Operator, we are going to take one last call.

Operator

Operator

Your last question comes from the line of Joe Ritchie with Goldman Sachs. Please proceed.

Greg Elek - Goldman Sachs

Analyst

This is Greg Elek in for Joe. I just wanted to follow-up on the Asian JVs here. It seems like a pretty significant ramp down over the past two years. I want to get a better understanding in terms of the capacity that you have there and where you see kind of market moving forward. Is this really kind of a China slowing factor or any additional color would be helpful.

Tony Colatrella

Management

Well, remember this is a net impact of some slowdown in China, cyclical slowdown in China, which we expect we’ve seen before and expect to navigate through just as we have in the past, but it's net of also the investment expense for the startup company in India. So when you filter out to the China slowdown it's there, but it should be moderate and it will take a year or two for this cycle to usually reverse itself. But when it does, we should see improving opportunities in China coupled with booking and revenue opportunity out of few years in the India market as that business starts to get traction.

Greg Elek - Goldman Sachs

Analyst

Right. So, there is an opportunity for that segment to get above the prior peak which you saw around 30 million or so in a couple of years, right?

Tony Colatrella

Management

That's correct.

Greg Elek - Goldman Sachs

Analyst

And just my follow-up question, thank you. It has to do with just USEC, any kind of update there in relation to timing on kind of the second tranche maybe moving forward?

Mary Pat Salomone

Management

As you know, USEC was unsuccessful in getting their loan guarantee last year. They did obtain the $44 million of funding for the first phase of that $300 million RD&D program that they are talking about, in which really that $44 million keeps us working at kind of the low level of production that we worked at through last year for the first quarter of this year.
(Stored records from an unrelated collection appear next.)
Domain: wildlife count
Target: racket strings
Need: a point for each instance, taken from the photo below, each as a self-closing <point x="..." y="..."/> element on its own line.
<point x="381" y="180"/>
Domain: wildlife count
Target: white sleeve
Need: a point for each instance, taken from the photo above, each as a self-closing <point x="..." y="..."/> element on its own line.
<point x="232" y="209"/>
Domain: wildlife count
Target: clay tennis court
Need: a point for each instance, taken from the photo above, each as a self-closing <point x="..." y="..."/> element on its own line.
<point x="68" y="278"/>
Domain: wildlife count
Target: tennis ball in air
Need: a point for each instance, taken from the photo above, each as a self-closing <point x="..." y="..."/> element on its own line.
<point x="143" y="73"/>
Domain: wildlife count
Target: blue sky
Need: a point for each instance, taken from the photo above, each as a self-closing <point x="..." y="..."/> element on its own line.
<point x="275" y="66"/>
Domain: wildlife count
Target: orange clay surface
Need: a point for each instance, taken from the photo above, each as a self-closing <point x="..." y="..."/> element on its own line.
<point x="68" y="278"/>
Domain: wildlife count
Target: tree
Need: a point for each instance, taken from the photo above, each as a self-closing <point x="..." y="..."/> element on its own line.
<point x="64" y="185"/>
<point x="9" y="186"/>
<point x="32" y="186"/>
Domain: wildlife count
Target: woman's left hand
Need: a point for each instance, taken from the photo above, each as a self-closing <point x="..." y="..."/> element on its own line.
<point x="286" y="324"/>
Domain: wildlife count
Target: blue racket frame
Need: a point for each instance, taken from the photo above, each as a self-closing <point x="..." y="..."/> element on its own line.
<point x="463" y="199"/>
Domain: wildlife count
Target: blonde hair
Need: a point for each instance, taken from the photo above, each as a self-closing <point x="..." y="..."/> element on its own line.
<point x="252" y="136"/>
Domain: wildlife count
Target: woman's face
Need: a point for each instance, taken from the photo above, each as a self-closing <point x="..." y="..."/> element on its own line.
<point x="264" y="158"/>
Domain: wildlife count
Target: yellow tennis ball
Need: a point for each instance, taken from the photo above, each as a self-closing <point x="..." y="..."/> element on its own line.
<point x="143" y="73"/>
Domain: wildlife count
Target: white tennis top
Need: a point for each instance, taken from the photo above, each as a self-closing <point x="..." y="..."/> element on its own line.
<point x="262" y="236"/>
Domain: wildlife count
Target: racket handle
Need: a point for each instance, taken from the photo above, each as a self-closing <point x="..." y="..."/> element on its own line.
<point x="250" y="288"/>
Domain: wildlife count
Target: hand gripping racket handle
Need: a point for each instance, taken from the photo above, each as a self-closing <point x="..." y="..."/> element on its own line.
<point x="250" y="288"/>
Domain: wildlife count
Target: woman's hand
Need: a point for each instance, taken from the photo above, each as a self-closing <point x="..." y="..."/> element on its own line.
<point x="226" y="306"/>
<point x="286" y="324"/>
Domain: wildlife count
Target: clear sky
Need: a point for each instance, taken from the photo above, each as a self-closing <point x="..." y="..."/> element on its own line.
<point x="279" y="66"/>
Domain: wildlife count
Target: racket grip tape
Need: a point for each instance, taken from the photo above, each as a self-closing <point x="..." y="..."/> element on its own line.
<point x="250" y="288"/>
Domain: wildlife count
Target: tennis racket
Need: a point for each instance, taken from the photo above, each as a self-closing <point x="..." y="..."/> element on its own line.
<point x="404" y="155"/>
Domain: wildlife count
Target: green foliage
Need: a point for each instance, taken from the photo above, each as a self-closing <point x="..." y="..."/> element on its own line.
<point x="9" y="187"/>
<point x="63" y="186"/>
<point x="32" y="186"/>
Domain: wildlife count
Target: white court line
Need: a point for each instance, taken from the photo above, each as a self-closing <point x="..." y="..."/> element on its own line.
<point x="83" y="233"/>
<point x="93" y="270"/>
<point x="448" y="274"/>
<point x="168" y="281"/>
The RD&D program is intended to be a $300 million program. They’ve obtained $44 million worth of funding, and it is all intended to be a bridge to the loan guarantee. But USEC continues to work very hard to get the full funding of the RD&D, but that’s still not in place. They are still working actively to try and make that occur and we continue to be supportive there and continue to work with them as we can.

Brandon Bethards

Management

I would also add to that, that the GY ‘13 budget from the administration did include 150 million for the GY ‘13 period and the 44 is basically in the current year, and are looking at other opportunities. I’d say that I find excellent support on both sides of the aisle for the need to proceed with the American Centrifuge Project, but you have the current political complexities. They are trying to do something that everybody agrees on in Washington these days, but USEC is working very hard to solve that problem. We have great deal of confidence in building something.

Operator

Operator

This concludes the Q&A section for today’s call. I’d now like to turn the call back over to Mr. Michael Dickerson for any closing remarks.

Michael Dickerson

Management

Thanks, Janetta, and thank you for joining us everyone this morning. That concludes our call. We will have a replay of this call available for a limited time on our website. We will also have in our website a company overview that’s got some additional information that we will share with investors and analysts through the balance of this quarter. If there is anybody left in the queue or would like any follow-up, I will be available throughout the day, please give me a call directly. Thanks everyone and goodbye.

Operator

Operator

Ladies and gentlemen that concludes today’s conference. Thank you for your participation. You may now disconnect. Have a great day.